Today is the 01st of February, the day that marks the “Password Change Day” and, to help you reinforce the security of your accounts and equipment, the editorial staff of MenosFios now shows some of the examples that you should not follow and we remind you of the recommendations given by cybersecurity specialists.
Recently, data leaks and password theft continue to be trends that mark the world of cybercrime, breaking new records every year, and although they are a critical tool for cybersecurity, passwords are also fragile and many users end up ignoring the recommendations of experts.
Therefore, on that date when the “Password Change Day”, we now show the importance of this security instrument, pointing out some of the worst examples and recalling the advice given by cybersecurity experts to keep your accounts and equipment safe.
Password-related incidents continue to happen, and in the past year, there have been several high caliber mishaps. The latest edition of Dashlane's list of "Password Offenders" highlights some "repeaters", including SolarWinds, whose attack marked the panorama of cybersecurity incidents in 2020, as well as Verkada, whose video surveillance camera system was compromised in March, affecting companies like Tesla, as well as other incidents that marked the year.
Check below the Top 10 security incidents, in the year 2021, that involved password cracking:
1st SolarWinds
2nd COMB
3rd Verkanda
4th RockYou 2021
5°
6th TickMaster
7th GoDaddy/ WordPress
8th ActMobile Networking
9th DailyQuiz.me
New York's 10th Legal Department
According to an IBM study, the costs of data breaches increased by 10%, from US$3,86 million in 2020 to US$4,24 million in 2021. Data from the “2021 Breach Investigations” report from Verizon reveal that 80% of breaches are caused by weak passwords, reused and stolen from employees.
Looking at user practices, the latest list organized by NordPass reveals the worst passwords of the past year🇧🇷 It is possible to find a series of “repeating” passwords that have already appeared in previous analyses: all credentials that can be discovered by hackers in less than a second. The most common password, “123456”, has been found by experts over 103 million times.
So, having a unique, strong and complex password for each of your accounts, but also for your equipment, is essential to maintain security.
It goes without saying that, in addition to overly simple sequences of numbers and letters, family names, important dates and even the name of your favorite sports clubs or your pets should not be part of your passsword.
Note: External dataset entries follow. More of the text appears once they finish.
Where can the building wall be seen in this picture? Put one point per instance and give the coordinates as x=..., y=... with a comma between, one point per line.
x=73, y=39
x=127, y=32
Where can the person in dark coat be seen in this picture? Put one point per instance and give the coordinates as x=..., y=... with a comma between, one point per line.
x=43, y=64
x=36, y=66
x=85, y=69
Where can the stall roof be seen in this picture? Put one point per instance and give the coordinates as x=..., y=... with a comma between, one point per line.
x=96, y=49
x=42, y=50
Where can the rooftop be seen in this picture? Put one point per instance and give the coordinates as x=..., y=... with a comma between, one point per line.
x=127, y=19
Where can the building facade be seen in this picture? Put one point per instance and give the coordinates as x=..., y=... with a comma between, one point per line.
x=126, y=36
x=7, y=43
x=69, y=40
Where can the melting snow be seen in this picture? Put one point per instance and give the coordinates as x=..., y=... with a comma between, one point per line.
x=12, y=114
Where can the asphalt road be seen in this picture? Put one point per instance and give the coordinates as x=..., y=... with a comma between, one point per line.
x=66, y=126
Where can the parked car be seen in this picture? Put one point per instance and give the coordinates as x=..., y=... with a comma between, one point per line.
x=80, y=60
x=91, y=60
Passwords must contain uppercase and lowercase letters, numbers, as well as special characters, ideally no longer than eight characters.
It is true that not all of us have the ability to memorize all the complex combinations that we use as passwords, but a password manager can be of invaluable help, working as a kind of “vault” for information.
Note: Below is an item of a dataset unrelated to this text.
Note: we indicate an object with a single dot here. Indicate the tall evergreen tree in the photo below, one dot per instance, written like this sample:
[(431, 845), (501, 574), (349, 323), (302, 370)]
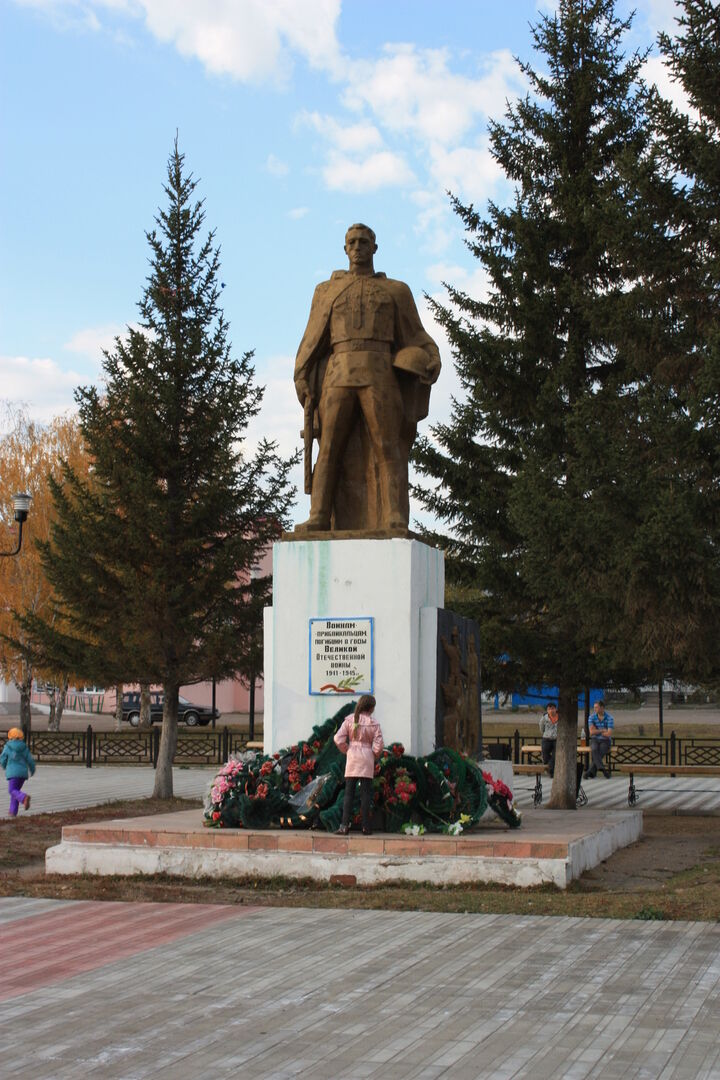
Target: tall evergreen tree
[(540, 472), (157, 549)]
There are also some ingenious memorization tricks that you can put into practice to remember those passwords that you use most often, for example, why not create a sentence with the letters used?
Reusing the same password on different accounts is also out of the question and, for greater security, it is recommended that you touch your passwords every 90 days, regularly checking that they are “strength” enough.
Two-factor authentication is also essential to ensure the security of your accounts, and can be activated on multiple social networks and digital platforms. The method makes it possible to obtain confirmation that it was the user who entered the credentials in the respective service. This can be done through confirmation via email or SMS, but also through applications such as Authy, Google Authenticator or Microsoft Authenticator.